I wasn’t surprised that a reflection on light, on grace and blessings and my life at St John’s led me to music.  Here are a few stories. 

In the early 90’s, I was at a parents’ potluck at my son’s child care center when one of the mothers came by to chat.  She had seen my photo in the Patriot’s display from a St John’s Harvest Fair.  “Do you go to that church?”  Yes.  “Do they have a choir?”  Well, they could!  I had just met Louise Ambler Osborn.  With a few more wonderful voices, and the hiring of Douglas Witte, St John’s current choir was formed.

One day in the late 90’s, David Hermanns, who sang in the choir, and Jim Quale (at some point, a Senior Warden, who didn’t sing but loved music) asked me whether they could start a capital campaign to buy a new organ for St John’s.  I can’t remember why they asked me: I might have been on the Vestry, or maybe it was just that I was the main layperson worrying about the lake that appeared in the middle aisle just under the gallery every time it rained.  We hadn’t quite come up with a plan to deal with that at the time, but I think David and Jim were worried that fund raising for an organ might seem frivolous in the face of a major breach in the roof.  As a trained budget analyst, I certainly should have discouraged them.  But these two guys had a plan and an abundance of enthusiasm and the Spirit was with them.  So the answer was obvious.  Go for it.

They found an organ needing rehabilitation, which had been built around 1873, the time of the Victorian rehabilitation of St John’s.  At the big celebration upon the installation of the organ, the program noted that the organ fit into the alcove in the chancel with less than an inch clearance, and had clearly been made for St John’s.  It just spent the first 125 years of its life in Connecticut.

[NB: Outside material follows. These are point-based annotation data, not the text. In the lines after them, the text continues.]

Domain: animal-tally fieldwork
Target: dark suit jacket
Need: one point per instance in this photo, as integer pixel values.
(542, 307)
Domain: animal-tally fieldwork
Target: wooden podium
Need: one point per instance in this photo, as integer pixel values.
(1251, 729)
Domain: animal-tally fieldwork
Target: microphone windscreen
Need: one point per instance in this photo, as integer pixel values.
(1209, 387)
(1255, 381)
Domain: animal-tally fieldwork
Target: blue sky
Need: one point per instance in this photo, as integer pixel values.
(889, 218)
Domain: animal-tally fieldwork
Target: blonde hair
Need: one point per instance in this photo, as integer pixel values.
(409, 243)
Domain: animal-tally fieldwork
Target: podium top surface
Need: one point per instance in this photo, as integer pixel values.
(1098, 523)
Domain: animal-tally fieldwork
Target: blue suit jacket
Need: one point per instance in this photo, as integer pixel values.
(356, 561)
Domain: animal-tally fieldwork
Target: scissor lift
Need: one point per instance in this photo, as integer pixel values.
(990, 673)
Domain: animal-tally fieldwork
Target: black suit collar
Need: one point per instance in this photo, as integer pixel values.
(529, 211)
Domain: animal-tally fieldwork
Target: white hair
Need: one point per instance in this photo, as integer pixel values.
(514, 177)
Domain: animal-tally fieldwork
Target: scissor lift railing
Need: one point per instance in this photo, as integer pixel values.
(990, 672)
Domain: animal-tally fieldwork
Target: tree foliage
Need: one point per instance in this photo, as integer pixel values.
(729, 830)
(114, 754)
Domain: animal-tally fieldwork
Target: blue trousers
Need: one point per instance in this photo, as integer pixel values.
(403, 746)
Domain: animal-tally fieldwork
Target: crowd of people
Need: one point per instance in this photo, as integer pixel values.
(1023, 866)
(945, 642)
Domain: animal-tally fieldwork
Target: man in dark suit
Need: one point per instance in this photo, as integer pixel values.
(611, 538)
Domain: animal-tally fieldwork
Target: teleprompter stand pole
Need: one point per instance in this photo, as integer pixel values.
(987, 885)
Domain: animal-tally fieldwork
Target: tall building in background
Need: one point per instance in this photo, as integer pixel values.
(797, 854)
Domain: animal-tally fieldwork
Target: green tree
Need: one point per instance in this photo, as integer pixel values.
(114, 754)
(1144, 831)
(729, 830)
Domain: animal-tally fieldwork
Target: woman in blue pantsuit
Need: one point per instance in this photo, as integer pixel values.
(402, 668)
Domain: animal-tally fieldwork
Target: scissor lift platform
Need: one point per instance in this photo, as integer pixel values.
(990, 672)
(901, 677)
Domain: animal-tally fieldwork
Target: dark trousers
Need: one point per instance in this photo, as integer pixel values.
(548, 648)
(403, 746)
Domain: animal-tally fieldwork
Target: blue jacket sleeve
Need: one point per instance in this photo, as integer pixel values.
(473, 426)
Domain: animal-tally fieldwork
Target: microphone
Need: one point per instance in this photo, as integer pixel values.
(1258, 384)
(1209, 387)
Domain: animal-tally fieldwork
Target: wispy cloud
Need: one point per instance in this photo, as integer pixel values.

My own light? I am still amazed that I get to sing in the choir.  The first time I sung Tallis I walked on air with trepidation and joy from Thursday rehearsal to Sunday service.  I get to sing prayers and pray by singing. I am so grateful for the opportunity to study music, to develop what voice I have, to sing with others and to know that this music enhances our worship. 

These are small stories of grace and blessings that have occurred over my 30 plus years at St John’s.  From the chance meeting with a priest on a bicycle (who invited us to St John’s) to the day Lyn Brakeman broached the idea that I should think about EfM (Education for Ministry), I’ve come to expect that grace filled moments happen at St John’s. What very often seems to be an insurmountable problem or a loss, somehow gets turned into a blessing, perhaps many blessings.  Trust and hope flourish in this parish, and I am better able to trust and hope because of what I’ve experienced here.

Note:  Each week during our annual stewardship campaign, a parishioner will offer a reflection that will be printed and handed out on Sunday and reprinted in News and Notes for the following Thursday’s email.